Case workers say the higher raises are a first step in recruiting and retaining qualified workers, who often stay at the Children’s Administration for less than a year before fleeing to better-paid jobs in hospitals and other less stressful settings. The high turnover is a major source of frustration for foster parents, who complain that they feel unsupported by workers carrying 20 or more cases. The state workers union, as well as some advocates and legislators, say the pay bump needs to be at least 25 percent to make social worker salaries competitive.
Ormsby, the Democratic House budget lead, called the Senate’s $1,000 raise a “crappy increase” that amounts to just 25 cents an hour. “It just demonstrates that the Republican Senate is not interested in being a decent employer,” he said.
The turnover issues at the Children’s Administration are not entirely salary-related, Braun, the Republican Senate budget writer, contends. “There's an environmental and cultural problem at Children's that's hard to fix, that is not directly related to the salaries.”
Improving the culture and accountability of the agency was one of the motivations behind a proposal to consolidate child welfare, early learning and juvenile justice programs under a new Department of Children, Youth and Families, a move that has garnered broad bipartisan support but which the Senate has yet to approve.

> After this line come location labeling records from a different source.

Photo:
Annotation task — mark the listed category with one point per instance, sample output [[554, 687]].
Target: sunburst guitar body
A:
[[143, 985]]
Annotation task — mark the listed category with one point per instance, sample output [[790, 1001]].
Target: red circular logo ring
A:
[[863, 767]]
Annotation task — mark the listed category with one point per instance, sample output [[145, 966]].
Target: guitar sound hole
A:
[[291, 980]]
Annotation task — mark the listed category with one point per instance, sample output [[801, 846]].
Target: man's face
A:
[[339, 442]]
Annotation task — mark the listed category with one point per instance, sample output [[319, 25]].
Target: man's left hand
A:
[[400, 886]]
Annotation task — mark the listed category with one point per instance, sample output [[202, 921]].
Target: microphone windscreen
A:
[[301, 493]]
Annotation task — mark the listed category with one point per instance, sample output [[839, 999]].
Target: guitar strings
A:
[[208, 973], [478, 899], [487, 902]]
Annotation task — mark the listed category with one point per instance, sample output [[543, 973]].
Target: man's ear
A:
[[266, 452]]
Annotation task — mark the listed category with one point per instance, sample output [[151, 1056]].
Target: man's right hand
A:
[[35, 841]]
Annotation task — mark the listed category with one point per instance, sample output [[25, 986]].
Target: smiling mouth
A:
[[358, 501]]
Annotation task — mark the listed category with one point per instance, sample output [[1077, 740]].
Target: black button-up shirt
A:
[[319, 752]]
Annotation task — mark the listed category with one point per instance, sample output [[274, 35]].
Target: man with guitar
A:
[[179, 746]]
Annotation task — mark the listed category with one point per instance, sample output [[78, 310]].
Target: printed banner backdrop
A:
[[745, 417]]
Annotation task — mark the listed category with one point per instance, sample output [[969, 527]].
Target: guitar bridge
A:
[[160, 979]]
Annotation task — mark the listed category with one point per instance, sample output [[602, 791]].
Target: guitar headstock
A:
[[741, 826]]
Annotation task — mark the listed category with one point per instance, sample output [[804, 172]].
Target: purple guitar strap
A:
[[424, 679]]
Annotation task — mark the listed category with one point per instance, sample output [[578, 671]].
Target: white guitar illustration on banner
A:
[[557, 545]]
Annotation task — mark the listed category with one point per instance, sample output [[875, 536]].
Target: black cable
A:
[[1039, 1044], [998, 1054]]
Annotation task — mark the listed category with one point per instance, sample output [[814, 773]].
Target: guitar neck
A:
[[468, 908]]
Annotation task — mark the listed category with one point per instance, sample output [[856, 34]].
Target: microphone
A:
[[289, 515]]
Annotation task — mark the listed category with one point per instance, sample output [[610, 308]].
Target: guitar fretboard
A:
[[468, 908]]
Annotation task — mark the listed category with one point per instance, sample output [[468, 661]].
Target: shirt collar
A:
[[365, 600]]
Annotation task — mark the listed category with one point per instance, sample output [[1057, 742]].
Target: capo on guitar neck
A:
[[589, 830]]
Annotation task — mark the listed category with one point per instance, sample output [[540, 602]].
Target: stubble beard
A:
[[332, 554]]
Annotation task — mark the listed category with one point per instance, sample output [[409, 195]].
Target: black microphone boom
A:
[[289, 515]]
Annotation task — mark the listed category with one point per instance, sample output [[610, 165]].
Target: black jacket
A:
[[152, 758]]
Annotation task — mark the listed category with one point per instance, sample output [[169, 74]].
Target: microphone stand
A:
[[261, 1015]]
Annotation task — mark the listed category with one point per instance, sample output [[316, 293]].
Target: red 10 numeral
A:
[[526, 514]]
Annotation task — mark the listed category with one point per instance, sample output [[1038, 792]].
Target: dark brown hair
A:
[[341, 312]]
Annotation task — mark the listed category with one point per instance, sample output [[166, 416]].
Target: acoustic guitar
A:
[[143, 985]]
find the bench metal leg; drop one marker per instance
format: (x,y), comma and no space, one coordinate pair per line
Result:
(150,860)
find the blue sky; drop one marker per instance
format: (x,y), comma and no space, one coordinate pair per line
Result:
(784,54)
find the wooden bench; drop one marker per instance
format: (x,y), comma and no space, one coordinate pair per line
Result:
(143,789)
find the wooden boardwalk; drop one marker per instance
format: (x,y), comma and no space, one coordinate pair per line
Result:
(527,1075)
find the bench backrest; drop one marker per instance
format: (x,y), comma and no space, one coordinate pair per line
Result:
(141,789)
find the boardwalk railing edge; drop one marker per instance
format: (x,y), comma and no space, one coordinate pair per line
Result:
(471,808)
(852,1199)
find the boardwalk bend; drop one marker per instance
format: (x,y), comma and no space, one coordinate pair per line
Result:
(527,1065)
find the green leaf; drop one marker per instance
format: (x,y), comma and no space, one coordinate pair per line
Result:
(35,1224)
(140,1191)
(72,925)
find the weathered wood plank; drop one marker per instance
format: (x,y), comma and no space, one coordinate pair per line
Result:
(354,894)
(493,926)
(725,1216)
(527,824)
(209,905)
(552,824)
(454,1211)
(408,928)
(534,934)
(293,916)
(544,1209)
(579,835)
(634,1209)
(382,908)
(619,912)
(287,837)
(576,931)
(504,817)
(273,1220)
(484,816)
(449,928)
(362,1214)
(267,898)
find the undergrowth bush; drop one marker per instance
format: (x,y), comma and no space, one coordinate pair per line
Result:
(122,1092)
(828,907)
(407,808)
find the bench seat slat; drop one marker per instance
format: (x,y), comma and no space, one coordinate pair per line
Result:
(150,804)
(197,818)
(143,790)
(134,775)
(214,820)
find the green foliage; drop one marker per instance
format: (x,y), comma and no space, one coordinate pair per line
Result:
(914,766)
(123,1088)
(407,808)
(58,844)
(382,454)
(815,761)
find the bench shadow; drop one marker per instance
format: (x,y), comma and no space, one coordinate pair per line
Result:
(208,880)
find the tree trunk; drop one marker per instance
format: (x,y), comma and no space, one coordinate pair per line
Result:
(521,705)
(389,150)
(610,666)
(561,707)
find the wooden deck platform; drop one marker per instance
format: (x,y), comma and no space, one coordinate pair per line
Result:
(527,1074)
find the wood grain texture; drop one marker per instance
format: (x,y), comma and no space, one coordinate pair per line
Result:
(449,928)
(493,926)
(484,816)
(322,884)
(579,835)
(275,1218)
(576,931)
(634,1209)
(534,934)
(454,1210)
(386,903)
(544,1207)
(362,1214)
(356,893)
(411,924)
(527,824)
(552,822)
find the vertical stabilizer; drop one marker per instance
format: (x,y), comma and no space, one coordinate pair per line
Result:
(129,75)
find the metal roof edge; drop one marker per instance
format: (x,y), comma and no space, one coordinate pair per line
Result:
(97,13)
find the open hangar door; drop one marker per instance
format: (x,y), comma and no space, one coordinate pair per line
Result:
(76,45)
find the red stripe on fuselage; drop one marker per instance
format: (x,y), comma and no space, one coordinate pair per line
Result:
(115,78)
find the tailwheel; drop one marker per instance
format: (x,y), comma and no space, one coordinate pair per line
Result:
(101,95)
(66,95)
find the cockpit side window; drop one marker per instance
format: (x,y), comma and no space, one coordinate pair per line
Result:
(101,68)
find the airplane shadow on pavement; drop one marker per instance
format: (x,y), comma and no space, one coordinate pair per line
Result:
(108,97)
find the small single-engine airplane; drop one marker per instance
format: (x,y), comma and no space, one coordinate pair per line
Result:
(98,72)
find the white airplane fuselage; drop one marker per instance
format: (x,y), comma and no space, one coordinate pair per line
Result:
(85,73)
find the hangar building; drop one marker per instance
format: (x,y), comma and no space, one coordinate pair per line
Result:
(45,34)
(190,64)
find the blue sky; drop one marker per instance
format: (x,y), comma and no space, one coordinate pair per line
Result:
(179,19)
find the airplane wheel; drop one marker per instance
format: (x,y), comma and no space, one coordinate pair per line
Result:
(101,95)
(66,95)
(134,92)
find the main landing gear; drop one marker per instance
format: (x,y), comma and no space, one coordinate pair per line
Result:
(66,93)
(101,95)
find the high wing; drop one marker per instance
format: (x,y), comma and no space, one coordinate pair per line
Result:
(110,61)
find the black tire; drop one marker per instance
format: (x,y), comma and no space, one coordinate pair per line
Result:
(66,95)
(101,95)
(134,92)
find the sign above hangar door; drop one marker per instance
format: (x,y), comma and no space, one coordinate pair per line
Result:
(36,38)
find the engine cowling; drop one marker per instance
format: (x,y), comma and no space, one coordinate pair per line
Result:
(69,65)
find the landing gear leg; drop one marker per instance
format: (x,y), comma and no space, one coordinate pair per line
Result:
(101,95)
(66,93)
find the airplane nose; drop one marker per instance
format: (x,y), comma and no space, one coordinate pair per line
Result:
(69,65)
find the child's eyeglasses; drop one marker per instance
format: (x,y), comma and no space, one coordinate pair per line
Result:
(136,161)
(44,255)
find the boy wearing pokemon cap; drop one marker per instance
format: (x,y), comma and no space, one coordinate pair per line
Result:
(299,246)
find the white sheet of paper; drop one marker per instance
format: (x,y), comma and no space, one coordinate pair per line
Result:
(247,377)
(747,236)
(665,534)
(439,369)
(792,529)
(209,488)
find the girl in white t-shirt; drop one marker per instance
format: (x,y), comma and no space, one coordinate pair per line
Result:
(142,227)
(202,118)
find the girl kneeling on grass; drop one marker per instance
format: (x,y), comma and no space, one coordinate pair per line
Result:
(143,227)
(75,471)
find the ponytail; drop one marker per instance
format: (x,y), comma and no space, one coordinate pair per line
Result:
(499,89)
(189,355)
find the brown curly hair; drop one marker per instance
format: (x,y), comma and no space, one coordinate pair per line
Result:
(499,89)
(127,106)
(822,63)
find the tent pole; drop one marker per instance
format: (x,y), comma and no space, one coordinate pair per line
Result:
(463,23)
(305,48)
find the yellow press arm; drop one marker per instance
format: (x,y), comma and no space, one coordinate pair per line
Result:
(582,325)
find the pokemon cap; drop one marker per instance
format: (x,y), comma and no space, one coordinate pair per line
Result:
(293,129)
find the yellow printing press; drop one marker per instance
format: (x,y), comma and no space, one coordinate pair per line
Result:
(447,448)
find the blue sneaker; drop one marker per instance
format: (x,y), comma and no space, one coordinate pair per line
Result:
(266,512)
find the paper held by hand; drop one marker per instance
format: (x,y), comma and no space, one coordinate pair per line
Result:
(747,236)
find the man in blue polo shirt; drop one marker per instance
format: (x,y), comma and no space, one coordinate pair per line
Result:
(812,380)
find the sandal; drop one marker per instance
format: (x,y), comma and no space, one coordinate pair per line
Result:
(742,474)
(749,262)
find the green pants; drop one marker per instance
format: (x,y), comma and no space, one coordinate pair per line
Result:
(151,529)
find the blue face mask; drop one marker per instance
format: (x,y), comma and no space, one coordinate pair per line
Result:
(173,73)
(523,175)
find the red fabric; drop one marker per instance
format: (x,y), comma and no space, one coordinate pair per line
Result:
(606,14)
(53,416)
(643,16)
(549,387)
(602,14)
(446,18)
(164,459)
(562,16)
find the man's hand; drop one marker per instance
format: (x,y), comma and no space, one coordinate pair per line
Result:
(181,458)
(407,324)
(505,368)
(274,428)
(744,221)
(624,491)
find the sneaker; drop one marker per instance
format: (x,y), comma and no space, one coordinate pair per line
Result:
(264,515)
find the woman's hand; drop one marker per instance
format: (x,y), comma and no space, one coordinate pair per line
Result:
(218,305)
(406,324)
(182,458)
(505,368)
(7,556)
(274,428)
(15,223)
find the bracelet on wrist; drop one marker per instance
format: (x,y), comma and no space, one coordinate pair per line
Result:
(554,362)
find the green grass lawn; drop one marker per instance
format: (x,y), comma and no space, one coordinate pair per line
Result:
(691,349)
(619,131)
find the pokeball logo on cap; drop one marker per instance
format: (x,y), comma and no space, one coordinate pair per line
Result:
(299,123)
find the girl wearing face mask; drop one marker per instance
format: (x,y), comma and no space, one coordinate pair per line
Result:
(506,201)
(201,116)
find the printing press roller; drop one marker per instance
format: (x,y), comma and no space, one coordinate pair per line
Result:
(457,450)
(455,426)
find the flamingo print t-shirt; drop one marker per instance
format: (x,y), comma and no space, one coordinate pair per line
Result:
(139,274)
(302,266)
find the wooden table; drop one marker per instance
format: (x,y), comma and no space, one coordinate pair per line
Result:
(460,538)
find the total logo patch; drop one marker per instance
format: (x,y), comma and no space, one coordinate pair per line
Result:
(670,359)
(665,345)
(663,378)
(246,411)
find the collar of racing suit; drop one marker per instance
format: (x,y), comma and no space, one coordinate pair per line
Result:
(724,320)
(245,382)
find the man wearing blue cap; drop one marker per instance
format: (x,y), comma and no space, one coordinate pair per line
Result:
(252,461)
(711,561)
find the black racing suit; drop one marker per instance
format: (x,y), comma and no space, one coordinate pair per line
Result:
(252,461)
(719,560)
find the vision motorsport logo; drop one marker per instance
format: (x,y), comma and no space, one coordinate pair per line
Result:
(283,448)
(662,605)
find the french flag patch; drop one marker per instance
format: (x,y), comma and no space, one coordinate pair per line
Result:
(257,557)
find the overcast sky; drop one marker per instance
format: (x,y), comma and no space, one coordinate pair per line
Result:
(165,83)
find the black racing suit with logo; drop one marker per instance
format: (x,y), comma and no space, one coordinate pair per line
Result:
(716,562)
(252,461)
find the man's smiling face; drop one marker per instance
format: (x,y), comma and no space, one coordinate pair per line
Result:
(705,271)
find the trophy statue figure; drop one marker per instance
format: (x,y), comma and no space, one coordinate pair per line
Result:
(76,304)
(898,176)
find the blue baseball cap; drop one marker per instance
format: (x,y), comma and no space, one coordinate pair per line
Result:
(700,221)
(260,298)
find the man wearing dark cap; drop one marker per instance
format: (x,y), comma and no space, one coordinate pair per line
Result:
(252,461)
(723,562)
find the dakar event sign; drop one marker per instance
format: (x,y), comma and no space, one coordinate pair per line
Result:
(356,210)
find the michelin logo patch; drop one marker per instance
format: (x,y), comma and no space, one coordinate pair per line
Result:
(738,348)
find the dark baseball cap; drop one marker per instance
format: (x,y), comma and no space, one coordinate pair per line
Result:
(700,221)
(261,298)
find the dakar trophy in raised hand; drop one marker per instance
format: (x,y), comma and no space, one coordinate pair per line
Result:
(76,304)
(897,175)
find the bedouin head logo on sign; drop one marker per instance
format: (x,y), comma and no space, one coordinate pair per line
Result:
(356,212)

A bipartisan panel convened by Inslee unanimously recommended the change last year, and the House passed a bill (HB 1661) to create the new department. Even though the Senate failed to pass the bill before the session cutoff and did not include any funding for the new department in its budget, lawmakers continue to negotiate on the bill.
Braun called the new department “a well-intentioned idea,” but said he’s concerned that the costs will be higher than anticipated and that the reorganization will “move around the deck chairs” without actually helping kids. But Senate Republicans remain open to discussing the new department, he said.
“I think there’s a lot of room for us to come to agreement on something that is a very positive step forward,” said Rep. Ruth Kagi, the Seattle Democrat who chairs the House Early Learning & Human Services Committee. “And obviously the new department is a critical piece of that as well. Because it’s not just financing foster care, it’s reforming foster care.”